A large-scale evaluation of available subseasonal precipitation forecast products over the contiguous United States

Abstract. Accurate precipitation predictions at the subseasonal timescale (beyond a week but within a season) could benefit a range of human activities, but are highly challenging to achieve. Research efforts have been made through multi-agency and international collaborations, resulting in numerous forecast products such as those included in the Subseasonal Consortium (SubC) and the Subseasonal-to-Seasonal (S2S) Prediction Project. However, a unified and comprehensive evaluation of the full suite of hindcast datasets from these efforts remains limited, partly due to inconsistencies in hindcast frequency and data periods across products.

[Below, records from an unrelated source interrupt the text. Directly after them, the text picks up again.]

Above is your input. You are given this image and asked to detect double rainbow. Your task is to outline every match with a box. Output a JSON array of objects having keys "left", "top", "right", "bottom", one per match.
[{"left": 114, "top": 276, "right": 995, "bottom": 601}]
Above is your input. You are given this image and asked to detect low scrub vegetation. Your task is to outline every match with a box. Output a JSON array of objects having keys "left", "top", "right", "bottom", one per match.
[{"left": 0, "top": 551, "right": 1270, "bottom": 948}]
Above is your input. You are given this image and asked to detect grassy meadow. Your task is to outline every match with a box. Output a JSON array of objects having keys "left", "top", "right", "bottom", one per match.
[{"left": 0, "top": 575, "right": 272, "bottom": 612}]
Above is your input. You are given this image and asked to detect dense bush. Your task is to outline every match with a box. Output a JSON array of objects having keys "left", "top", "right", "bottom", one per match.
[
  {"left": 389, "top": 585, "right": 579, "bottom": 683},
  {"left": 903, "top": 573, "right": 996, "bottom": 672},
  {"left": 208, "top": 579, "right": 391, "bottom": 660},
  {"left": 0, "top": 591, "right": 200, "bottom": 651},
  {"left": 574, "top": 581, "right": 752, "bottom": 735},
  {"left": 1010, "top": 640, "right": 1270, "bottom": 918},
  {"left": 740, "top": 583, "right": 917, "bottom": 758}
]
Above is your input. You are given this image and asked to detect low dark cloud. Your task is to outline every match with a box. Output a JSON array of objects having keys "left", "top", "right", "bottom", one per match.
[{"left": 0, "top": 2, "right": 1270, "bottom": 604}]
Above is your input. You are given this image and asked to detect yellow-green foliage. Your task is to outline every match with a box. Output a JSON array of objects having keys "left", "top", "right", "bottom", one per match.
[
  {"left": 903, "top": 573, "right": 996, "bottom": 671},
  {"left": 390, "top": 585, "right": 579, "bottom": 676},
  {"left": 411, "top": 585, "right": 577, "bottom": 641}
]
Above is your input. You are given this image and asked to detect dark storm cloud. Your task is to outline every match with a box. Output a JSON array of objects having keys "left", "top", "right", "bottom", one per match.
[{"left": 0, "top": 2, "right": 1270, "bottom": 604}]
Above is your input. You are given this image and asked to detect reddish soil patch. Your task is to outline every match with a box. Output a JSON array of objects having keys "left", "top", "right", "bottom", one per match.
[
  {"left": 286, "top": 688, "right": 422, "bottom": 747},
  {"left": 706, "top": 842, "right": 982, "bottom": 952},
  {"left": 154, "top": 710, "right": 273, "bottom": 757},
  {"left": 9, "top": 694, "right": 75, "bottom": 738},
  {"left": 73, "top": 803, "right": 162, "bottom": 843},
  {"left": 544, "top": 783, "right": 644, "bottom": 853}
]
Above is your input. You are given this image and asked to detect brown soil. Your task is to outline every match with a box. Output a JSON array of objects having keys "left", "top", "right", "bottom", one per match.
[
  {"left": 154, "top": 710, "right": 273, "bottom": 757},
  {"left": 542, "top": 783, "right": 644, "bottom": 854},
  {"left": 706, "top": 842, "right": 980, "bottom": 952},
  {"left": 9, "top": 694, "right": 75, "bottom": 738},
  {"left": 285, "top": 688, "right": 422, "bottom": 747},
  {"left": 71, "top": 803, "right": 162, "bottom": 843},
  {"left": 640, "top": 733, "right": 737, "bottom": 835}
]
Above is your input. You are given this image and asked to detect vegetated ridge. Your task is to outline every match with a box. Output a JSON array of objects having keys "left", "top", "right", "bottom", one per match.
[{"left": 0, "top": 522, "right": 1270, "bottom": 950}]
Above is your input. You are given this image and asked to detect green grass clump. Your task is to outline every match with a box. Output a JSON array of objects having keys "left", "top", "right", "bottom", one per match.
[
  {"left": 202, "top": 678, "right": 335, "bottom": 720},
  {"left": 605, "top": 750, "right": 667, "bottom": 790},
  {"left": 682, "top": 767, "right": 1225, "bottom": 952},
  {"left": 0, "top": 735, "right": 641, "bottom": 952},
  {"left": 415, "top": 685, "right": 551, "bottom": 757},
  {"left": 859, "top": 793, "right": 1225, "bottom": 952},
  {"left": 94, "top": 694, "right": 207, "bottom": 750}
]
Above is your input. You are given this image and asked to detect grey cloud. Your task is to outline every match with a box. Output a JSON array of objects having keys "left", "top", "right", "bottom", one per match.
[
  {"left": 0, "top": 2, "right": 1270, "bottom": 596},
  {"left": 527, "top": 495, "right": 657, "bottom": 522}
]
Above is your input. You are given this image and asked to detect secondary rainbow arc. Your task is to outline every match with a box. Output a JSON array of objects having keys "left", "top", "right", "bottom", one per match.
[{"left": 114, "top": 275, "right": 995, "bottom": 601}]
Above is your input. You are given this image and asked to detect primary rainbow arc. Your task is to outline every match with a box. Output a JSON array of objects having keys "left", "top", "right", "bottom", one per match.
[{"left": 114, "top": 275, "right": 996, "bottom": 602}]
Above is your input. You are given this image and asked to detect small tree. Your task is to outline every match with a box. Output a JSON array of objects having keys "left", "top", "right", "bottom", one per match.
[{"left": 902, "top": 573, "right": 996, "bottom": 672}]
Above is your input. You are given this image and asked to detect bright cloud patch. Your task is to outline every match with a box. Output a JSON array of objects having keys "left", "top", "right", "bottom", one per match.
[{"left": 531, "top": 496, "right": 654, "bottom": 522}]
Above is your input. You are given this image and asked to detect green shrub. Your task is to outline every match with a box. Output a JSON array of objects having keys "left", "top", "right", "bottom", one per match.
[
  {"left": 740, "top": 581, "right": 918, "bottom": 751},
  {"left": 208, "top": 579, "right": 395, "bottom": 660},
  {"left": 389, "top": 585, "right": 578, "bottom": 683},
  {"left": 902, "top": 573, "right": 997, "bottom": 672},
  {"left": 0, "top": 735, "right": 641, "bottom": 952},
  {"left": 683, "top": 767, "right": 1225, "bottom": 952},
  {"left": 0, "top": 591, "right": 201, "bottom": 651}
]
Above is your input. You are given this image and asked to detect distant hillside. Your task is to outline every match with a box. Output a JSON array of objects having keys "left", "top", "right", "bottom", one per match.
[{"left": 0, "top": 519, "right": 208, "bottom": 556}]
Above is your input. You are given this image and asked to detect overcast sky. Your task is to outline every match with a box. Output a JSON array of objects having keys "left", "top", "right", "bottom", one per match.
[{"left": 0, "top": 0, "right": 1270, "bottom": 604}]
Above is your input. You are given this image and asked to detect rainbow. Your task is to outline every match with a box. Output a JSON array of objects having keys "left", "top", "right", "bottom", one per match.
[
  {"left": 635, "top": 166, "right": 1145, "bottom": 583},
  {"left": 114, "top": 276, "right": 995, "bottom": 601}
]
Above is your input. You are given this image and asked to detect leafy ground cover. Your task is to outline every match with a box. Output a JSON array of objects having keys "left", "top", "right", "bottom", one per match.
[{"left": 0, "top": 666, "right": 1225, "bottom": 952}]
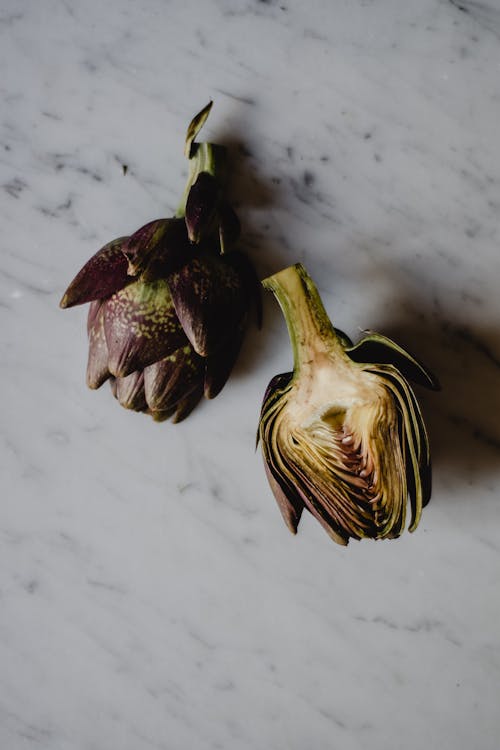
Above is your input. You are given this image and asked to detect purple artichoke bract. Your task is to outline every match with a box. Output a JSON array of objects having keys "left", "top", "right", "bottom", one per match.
[
  {"left": 60, "top": 102, "right": 261, "bottom": 422},
  {"left": 259, "top": 264, "right": 439, "bottom": 545}
]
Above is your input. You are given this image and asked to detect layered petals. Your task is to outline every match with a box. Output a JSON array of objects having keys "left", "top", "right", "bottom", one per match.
[{"left": 259, "top": 266, "right": 437, "bottom": 545}]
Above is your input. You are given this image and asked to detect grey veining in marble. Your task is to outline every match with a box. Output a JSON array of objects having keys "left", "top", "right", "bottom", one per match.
[{"left": 0, "top": 0, "right": 500, "bottom": 750}]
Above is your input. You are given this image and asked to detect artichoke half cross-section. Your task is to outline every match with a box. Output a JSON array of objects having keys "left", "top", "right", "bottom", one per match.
[{"left": 258, "top": 264, "right": 439, "bottom": 545}]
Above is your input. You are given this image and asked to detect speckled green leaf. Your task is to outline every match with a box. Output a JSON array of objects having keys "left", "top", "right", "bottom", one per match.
[
  {"left": 168, "top": 255, "right": 248, "bottom": 357},
  {"left": 104, "top": 280, "right": 186, "bottom": 377},
  {"left": 123, "top": 218, "right": 192, "bottom": 279}
]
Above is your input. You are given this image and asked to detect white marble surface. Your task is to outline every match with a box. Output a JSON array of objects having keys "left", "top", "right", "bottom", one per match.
[{"left": 0, "top": 0, "right": 500, "bottom": 750}]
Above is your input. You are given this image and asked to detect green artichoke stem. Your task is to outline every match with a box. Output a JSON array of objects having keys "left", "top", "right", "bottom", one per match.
[
  {"left": 175, "top": 143, "right": 227, "bottom": 219},
  {"left": 262, "top": 263, "right": 345, "bottom": 376}
]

In this study, we employ the full suite of nineteen precipitation hindcast datasets from the SubC and S2S projects over the contiguous United States (CONUS). The hindcast datasets are temporally aggregated into weekly values and are assessed against a reference dataset derived from the Parameter-elevation Regressions on Independent Slopes Model (PRISM). Overall and seasonal evaluations are carried out using statistical metrics including percentage bias (PBIAS), anomaly correlation coefficient (ACC), and continuous ranked probability score (CRPS). Furthermore, we adopt a baseline-referenced skillfulness approach that accounts for differences in hindcast initialization, frequency, and data periods for a relatively fair comparison among the employed hindcast datasets. Our results indicate widespread overestimations in winter and spring across most hindcast datasets, while underestimations are more likely to be observed in summer and autumn. Predictive accuracy generally declines over forecast lead time and remains marginal beyond week three. Notable variations in predictive skill are observed across regions, seasons, and lead times, with no single hindcast dataset consistently outperforming others. In summary, this work provides valuable references for both forecast end-users and model developers, and highlights the need for context-specific selection of available subseasonal forecast products for downstream applications.